In our collaboration, and by reviewing our topic modeling results, we have learned that the number of topics and iterations has a major effect on the results produced. Increasing the number of topics made it easier to find cohesive topics with an identifiable label, though it made picking through data much more labor intensive and got overwhelming as numbers increased. It seems like a small sacrifice to make, as reducing the number of topics increased the presence of unusable topics. We both seemed to agree that 40-60 topics was an ideal range for achieving good results. In terms of iterations, increasing the number really seemed to increase how well the words within topic groups related to one another. We both increased our number of iterations with each output and noticed that it got easier to identify topics.

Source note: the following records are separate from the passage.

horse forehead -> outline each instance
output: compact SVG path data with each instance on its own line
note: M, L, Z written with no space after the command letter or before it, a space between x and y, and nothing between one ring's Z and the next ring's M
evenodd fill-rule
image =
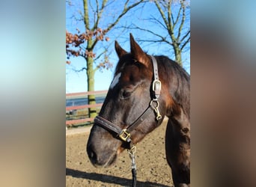
M113 89L114 87L119 82L120 77L121 76L121 73L118 73L113 79L112 82L110 85L110 89Z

Ideal settings for the topic modeling tool, to us, seemed to be 50 topics, at least 2000 iterations and 20-25 words printed.
In choosing three of our favorite topics we narrowed it down to suicide, physical appearance, and written document.
Suicide: found man body dead lay blood head struck hand shot revolver blow knife stick heavy weapon unfortunate left death sign lying wound bullet handle formidable pistol finally escaped wounded tied fired carried world struggle dragged grotesque injury spot shirt gun
This topic was most prevalent in Norwood Builder, and least prevalent in Empty House.
- What can these topics tell us about Sir Arthur Conan Doyle’s writing style?
- Was suicide an actual phrase in twentieth century London?
Physical Appearance: black red white hair hat head large broad coat heavy small middle set short dress cut brown round thick centre grey faced dressed clean glancing
This topic was most prevalent in A Case of Identity, and least prevalent in The Blue Carbuncle.
- What do the colors symbolize in this short story?
- Did the weather factor into the physical appearances of characters in short stories based in twentieth century London?
Written Document: paper note table read papers box book pocket put handed writing written drew sheet glanced picked document slip envelope piece
This topic was most prevalent in The “Gloria Scott,” and least prevalent in The Second Stain.
- What prevalence does this document have in “Gloria Scott?”
- Were written documents important for all investigations?